Storylines driving trading focused mainly on macroeconomic factors, including many data releases related to housing. Housing Market Index numbers on Monday showed sentiment from home builders continuing to fall. On Tuesday, reports showed building permits issued fell further in November, as did housing starts, followed by reporting Wednesday of a sharper-than-expected slowdown of existing home sales. All of these metrics build the case for a slowing housing market, which has remained the hottest part of Consumer Price Index numbers, and thus inflation.

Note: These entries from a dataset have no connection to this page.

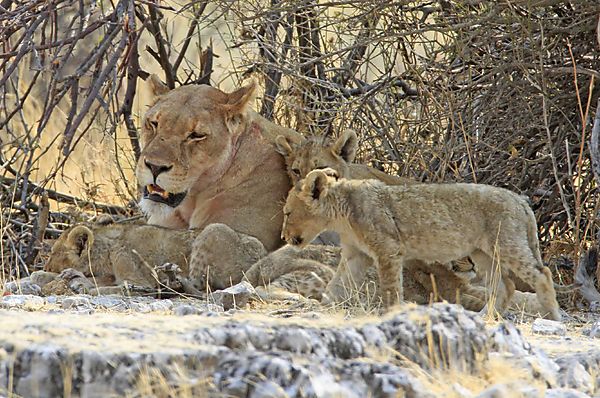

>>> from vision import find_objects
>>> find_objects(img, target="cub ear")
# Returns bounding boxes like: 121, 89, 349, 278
302, 169, 332, 200
331, 129, 358, 163
148, 73, 171, 100
275, 135, 293, 157
67, 225, 94, 256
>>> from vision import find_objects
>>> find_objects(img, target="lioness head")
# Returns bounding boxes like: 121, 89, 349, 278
276, 129, 358, 184
44, 225, 94, 273
136, 76, 255, 214
281, 168, 339, 247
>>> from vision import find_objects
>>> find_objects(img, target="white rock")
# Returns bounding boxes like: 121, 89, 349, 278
173, 304, 223, 316
0, 294, 46, 310
30, 271, 58, 287
4, 278, 42, 296
531, 318, 567, 336
149, 299, 173, 312
129, 301, 152, 314
560, 361, 595, 394
61, 296, 92, 310
210, 281, 255, 310
589, 321, 600, 338
544, 388, 590, 398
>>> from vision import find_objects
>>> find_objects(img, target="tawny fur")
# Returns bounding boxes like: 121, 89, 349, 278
276, 129, 478, 304
44, 223, 339, 298
136, 78, 301, 251
282, 169, 560, 320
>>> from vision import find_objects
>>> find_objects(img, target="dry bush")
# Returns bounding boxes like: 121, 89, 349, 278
0, 0, 600, 282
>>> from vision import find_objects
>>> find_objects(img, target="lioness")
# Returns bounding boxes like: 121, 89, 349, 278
136, 76, 301, 251
282, 169, 560, 320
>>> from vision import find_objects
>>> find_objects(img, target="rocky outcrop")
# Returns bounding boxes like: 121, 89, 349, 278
0, 304, 487, 397
0, 295, 600, 397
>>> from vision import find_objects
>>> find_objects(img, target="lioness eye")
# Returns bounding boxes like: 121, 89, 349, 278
188, 131, 206, 141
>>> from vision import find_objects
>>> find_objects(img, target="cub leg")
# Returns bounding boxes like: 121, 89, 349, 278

Our ‘good news is bad news’ section makes a return on Gross Domestic Product (GDP) numbers. Thursday saw the final revision on third quarter GDP, the most common measurement for economic output as a whole. Analysts had expected no further change to the previously released number of 2.9%, but the figure was revised upwards to 3.2%. Although a growing GDP seems like it should be a good thing, such an adjustment is leading to speculation it could further add to inflationary pressures. It is worth noting that many view third quarter GDP as a likely ‘one off,’ due partially to things such as war aide to Ukraine being included in output measurements. Although December’s inflation prints will not be available until January, expectations are holiday sales growth will be slightly negative in inflation-adjusted terms. Overall, holiday sales were strongly driven by discounts from retailers aiming to cut excess inventory. That fact gives these numbers a dimmer glow than if organic demand was the driving factor. Fingers crossed!

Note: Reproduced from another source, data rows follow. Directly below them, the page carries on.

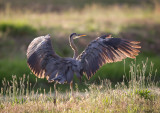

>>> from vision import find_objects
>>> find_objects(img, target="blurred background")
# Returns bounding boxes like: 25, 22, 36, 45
0, 0, 160, 89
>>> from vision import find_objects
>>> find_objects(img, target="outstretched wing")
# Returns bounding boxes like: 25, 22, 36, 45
27, 35, 75, 83
77, 38, 140, 79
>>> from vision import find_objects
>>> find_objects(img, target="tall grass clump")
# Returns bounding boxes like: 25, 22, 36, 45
0, 60, 160, 113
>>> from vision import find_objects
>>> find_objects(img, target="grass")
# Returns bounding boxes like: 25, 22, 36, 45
0, 54, 160, 90
0, 0, 160, 113
0, 21, 37, 38
0, 62, 160, 113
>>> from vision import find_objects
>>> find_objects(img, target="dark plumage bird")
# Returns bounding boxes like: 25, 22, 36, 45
27, 33, 141, 91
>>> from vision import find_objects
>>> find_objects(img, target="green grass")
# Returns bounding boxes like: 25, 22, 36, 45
0, 54, 160, 91
0, 62, 160, 113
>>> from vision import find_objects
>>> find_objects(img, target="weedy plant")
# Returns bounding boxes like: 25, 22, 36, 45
0, 59, 160, 113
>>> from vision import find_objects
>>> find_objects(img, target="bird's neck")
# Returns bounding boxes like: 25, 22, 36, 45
69, 38, 78, 59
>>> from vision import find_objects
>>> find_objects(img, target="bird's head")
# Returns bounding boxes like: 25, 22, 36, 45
70, 33, 86, 39
100, 33, 112, 39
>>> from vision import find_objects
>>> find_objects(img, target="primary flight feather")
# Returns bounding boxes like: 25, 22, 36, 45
27, 33, 141, 84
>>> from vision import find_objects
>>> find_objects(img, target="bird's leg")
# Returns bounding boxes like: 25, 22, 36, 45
54, 82, 57, 105
70, 81, 73, 96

The week ahead is expected to be lighter in terms of news “flow.” Traders will be watching for the often observed ‘Santa Rally,’ which is a common bump for stocks during the final five days of trading each year and the first two in the year to come. This technically began the Friday session before Christmas. Interestingly, those final days of trading have a high correlation with January performance of the S&P 500 and are viewed by some as offering guidance for markets in the year ahead.
Although markets have not been kind to investors this year, we are still thankful for all of God’s provision throughout 2022. Looking ahead to 2023, we hold on to Jeremiah 29:11, which states, “‘For I know the plans I have for you,’ declares the Lord, ‘plans to prosper you and not to harm you, plans to give you hope and a future’.”